Implemented a scalable domain-specific language compilation and execution system in a Spring Boot Application using ANTLRv4. Deployed the system as Apache Flink Stateful Functions.
Significantly contributed to the improvement of Spring Boot and React.js + Typescript microservice templates. Implemented industry-leading coding practices, testing strategies, and analysis tools. Dockerized projects included integrated support for linting, codestyle validation, unit and integration tests using testcontainers, jacoco reports, and static code analysis using Sonar.
Spearheaded the creation of a master repository using git submodules for product microservices, optimizing collaboration and efficiency across development teams.
Collaborated with the ML team to establish a Python workflow template using MLFlow and cookiecutter, significantly enhancing development speed and consistency.

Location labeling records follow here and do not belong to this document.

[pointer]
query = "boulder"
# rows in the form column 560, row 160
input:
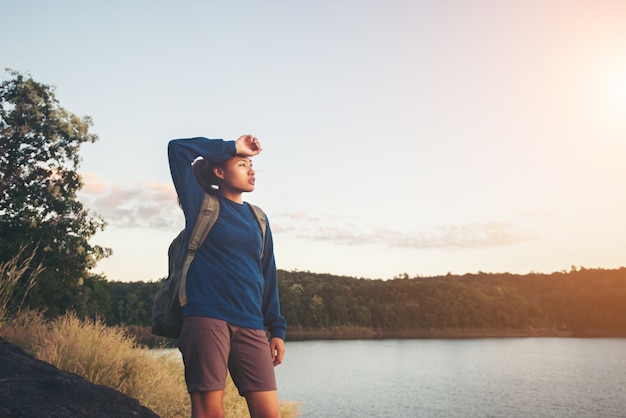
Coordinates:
column 33, row 388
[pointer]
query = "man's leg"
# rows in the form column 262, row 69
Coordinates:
column 263, row 404
column 207, row 404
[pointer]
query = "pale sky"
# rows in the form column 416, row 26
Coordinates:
column 418, row 137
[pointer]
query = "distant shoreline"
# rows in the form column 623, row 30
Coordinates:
column 447, row 333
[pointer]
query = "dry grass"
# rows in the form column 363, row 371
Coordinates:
column 108, row 356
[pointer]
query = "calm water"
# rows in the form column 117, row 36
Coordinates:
column 525, row 377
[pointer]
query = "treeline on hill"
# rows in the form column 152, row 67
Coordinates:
column 586, row 301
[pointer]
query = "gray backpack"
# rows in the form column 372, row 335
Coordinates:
column 172, row 295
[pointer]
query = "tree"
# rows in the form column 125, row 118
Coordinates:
column 39, row 158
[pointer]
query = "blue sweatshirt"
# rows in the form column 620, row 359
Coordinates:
column 227, row 279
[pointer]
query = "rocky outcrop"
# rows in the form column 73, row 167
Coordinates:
column 33, row 388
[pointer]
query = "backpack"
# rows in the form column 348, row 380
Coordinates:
column 172, row 295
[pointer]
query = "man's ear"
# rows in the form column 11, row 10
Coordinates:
column 219, row 172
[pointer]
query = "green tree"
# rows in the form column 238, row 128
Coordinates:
column 39, row 157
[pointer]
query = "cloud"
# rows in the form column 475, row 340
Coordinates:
column 141, row 205
column 446, row 237
column 154, row 205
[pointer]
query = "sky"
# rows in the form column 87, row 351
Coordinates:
column 399, row 137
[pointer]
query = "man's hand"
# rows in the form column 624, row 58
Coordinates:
column 248, row 146
column 277, row 349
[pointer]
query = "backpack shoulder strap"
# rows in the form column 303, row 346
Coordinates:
column 206, row 219
column 262, row 220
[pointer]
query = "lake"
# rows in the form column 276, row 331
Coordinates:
column 499, row 377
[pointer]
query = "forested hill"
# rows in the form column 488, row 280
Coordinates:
column 589, row 301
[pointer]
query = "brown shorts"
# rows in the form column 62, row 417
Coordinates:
column 212, row 347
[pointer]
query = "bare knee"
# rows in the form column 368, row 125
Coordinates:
column 263, row 404
column 207, row 404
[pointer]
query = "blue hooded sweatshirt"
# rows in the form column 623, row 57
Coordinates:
column 227, row 279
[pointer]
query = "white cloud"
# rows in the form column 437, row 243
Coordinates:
column 446, row 237
column 141, row 205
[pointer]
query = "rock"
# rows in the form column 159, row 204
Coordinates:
column 33, row 388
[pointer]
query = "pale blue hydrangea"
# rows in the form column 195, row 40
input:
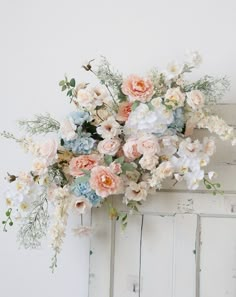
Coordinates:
column 80, row 117
column 84, row 189
column 178, row 123
column 81, row 145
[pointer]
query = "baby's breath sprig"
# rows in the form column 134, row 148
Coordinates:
column 8, row 220
column 40, row 124
column 214, row 187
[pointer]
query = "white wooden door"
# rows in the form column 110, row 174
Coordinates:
column 182, row 244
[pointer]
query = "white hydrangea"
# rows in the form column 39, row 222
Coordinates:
column 151, row 121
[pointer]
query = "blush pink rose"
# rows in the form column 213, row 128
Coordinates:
column 115, row 167
column 124, row 111
column 86, row 162
column 130, row 149
column 104, row 181
column 109, row 146
column 138, row 88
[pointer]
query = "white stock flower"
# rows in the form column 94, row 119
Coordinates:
column 189, row 148
column 193, row 58
column 149, row 162
column 193, row 179
column 148, row 145
column 136, row 191
column 168, row 145
column 173, row 69
column 164, row 170
column 40, row 166
column 67, row 129
column 109, row 128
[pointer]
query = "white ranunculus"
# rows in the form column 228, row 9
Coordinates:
column 109, row 146
column 149, row 162
column 136, row 191
column 195, row 99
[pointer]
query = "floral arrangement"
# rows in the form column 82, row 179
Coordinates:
column 124, row 138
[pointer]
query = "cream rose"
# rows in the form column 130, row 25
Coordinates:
column 174, row 98
column 195, row 99
column 109, row 146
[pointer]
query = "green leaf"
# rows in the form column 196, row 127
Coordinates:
column 135, row 105
column 120, row 160
column 108, row 159
column 63, row 88
column 127, row 167
column 72, row 82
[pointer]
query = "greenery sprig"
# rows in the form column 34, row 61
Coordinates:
column 215, row 187
column 34, row 225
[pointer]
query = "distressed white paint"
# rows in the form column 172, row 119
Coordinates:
column 183, row 243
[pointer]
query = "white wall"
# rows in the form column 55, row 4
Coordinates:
column 41, row 40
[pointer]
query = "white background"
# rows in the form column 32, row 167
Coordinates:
column 41, row 40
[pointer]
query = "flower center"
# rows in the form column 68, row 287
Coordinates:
column 106, row 180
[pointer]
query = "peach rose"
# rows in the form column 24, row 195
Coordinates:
column 109, row 146
column 137, row 88
column 86, row 162
column 115, row 167
column 130, row 149
column 148, row 145
column 104, row 181
column 124, row 111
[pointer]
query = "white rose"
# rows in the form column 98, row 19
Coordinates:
column 195, row 99
column 149, row 162
column 81, row 204
column 165, row 169
column 174, row 98
column 130, row 149
column 148, row 145
column 109, row 146
column 68, row 129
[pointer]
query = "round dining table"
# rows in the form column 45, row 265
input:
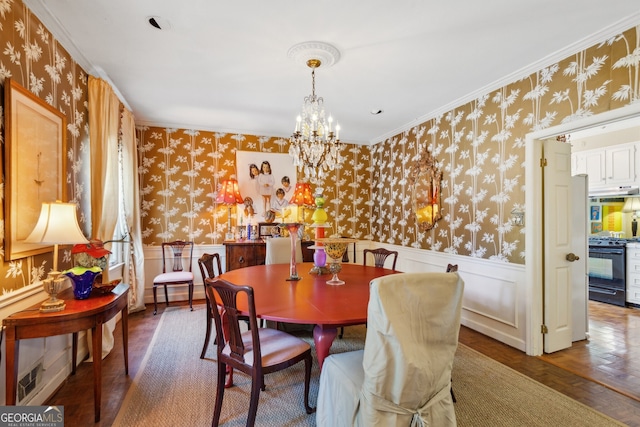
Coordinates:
column 309, row 300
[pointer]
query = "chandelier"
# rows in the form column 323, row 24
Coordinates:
column 315, row 143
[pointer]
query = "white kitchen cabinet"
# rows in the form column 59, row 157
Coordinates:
column 633, row 273
column 612, row 166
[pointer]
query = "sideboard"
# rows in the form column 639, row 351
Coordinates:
column 246, row 253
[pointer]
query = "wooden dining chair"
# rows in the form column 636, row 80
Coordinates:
column 380, row 255
column 256, row 352
column 173, row 272
column 210, row 267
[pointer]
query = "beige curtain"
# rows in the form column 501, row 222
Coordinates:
column 104, row 121
column 134, row 260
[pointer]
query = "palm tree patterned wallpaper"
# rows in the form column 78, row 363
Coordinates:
column 33, row 58
column 479, row 147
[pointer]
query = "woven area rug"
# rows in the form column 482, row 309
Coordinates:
column 175, row 387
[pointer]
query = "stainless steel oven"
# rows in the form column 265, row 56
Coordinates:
column 607, row 270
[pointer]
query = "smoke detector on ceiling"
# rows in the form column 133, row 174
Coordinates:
column 158, row 22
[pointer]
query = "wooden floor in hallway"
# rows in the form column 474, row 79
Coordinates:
column 613, row 332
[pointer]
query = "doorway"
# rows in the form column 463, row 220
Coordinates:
column 535, row 262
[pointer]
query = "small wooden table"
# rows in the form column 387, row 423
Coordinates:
column 310, row 300
column 77, row 316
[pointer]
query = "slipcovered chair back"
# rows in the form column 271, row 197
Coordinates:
column 403, row 376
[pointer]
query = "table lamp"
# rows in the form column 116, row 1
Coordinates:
column 229, row 195
column 57, row 225
column 632, row 204
column 302, row 197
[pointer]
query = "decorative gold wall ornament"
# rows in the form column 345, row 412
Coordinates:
column 425, row 179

Crosstown LA September 2021-December 2021

Fullstack Engineer, Student Worker Los Angeles, CA

Collaborated in a team environment, contributing to both frontend (VueJS) and backend (Node.js) development of a newsletter generation web application.
Developed Python-based data scrapers for websites, CSVs, and Excel files, ensuring regular data updates via CRON jobs, resulting in a data update efficiency by 30%.
Led as a lead engineer for weekly newsletter releases, providing technical support to reporters and reduced newsletter release time by 25%
Facilitated onboarding of new engineers and seamlessly integrated Crosstown's core newsletter system into client systems, resulting in enhanced team cohesion.

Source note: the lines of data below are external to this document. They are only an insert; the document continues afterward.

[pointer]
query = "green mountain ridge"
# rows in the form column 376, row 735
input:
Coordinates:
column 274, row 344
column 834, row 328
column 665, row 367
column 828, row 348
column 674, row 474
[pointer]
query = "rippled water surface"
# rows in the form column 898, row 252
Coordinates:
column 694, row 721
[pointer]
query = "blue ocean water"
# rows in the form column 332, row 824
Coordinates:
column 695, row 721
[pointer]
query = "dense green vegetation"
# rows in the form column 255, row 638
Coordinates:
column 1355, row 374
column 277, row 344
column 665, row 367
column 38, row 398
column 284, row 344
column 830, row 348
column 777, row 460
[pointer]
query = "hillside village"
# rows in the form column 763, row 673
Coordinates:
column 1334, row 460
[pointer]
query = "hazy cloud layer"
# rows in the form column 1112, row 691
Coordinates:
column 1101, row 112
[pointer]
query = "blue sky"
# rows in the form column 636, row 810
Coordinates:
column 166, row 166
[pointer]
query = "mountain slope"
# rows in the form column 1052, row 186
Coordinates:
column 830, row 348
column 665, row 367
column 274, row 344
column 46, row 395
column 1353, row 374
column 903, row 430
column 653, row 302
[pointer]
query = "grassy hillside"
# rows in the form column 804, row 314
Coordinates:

DnT InfoTech LLP January 2020-March 2021

Senior Fullstack Engineer (Consultant) Ahmedabad, India

Led a 5-member team in establishing a collaborative environment and designing a scalable architecture and database design for VoIP-based meetings applications, addressing client requirements.
Developed a Python Flask application for data-intensive tasks, utilizing SQLAlchemy ORM for MySQL database interactions. Ensured code quality through rigorous testing with the pytest package and maintained a structured codebase.
Programmed in the MERN stack and Python (Flask and FastAPI) to create robust RESTful APIs for diverse functionalities.
Implemented automated tests using Selenium in PHP to validate the functionality of data-intensive web applications.
Managed AWS accounts and services as an AWS Certified Solutions Architect, optimizing costs while maximizing performance.

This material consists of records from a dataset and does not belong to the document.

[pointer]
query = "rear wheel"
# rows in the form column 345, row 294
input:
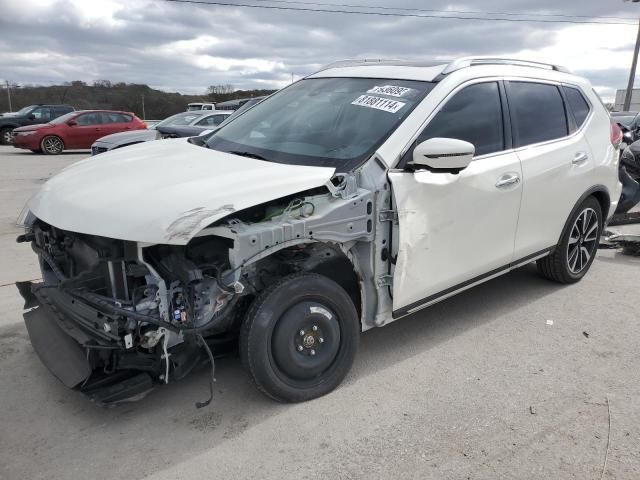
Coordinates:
column 573, row 256
column 52, row 145
column 299, row 338
column 6, row 136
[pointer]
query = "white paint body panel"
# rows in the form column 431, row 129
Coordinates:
column 163, row 192
column 453, row 227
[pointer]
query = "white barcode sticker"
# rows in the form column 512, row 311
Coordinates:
column 391, row 90
column 384, row 104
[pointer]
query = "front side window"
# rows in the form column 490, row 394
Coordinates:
column 332, row 122
column 537, row 111
column 42, row 114
column 474, row 115
column 578, row 105
column 111, row 117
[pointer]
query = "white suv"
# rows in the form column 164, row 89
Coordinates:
column 356, row 196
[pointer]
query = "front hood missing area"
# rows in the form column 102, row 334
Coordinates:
column 164, row 191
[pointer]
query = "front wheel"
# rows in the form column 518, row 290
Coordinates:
column 575, row 252
column 52, row 145
column 299, row 338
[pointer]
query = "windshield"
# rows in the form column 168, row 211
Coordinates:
column 63, row 118
column 331, row 122
column 183, row 118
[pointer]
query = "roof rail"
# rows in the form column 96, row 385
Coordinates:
column 472, row 61
column 379, row 61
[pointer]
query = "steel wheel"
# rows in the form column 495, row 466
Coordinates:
column 583, row 240
column 52, row 145
column 299, row 337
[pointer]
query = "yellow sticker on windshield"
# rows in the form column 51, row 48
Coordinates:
column 391, row 90
column 384, row 104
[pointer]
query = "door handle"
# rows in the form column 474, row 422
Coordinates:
column 580, row 158
column 508, row 179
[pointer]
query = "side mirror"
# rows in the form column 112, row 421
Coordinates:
column 443, row 155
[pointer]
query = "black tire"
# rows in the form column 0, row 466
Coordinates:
column 289, row 360
column 5, row 136
column 52, row 145
column 568, row 263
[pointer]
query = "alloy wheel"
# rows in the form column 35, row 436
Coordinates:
column 52, row 145
column 583, row 240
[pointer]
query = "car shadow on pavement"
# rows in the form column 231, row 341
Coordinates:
column 60, row 421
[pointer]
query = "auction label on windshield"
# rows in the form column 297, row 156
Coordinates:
column 391, row 90
column 384, row 104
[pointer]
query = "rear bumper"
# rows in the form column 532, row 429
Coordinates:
column 29, row 142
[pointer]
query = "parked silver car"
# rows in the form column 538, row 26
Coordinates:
column 123, row 139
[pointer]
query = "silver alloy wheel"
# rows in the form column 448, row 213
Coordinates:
column 583, row 240
column 52, row 145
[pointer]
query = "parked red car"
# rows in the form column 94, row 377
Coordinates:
column 74, row 130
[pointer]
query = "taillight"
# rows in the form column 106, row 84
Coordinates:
column 616, row 134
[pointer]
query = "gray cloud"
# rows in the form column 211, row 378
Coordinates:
column 152, row 41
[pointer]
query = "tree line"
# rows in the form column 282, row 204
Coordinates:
column 140, row 99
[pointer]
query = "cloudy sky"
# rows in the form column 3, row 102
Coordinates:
column 186, row 47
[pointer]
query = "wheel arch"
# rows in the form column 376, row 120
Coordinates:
column 330, row 260
column 601, row 194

AhamAdroit October 2017-December 2019

Fullstack Developer Ahmedabad, India

Developed CMS portals for e-commerce websites and photo galleries using the MERN stack, ensuring seamless functionality and user-friendly interfaces.
Created reusable front-end modules in ReactJS, enhancing efficiency across multiple projects and promoting code consistency.
Optimized workflow by translating client requirements into code, implementing backend services, and achieving a comprehensive understanding of design-to-development processes.

Projects

Fairness Classification and Obligation Detection in ToS | Pytorch, HuggingFace, BERT, RoBERTa August 2022-December 2022

Extracted embeddings from the Terms of Service dataset using the pre-trained BERT-base-uncased model.
Trained SVM, LSTM, Bi-LSTM, GRU, and other RNN models using BERT embeddings to classify unfair Terms of Services, achieving the best accuracy of 0.76 with GRU.
Conducted Named Entity Recognition (NER) to identify user obligations in the Terms of Services dataset achieving an accuracy of 72%.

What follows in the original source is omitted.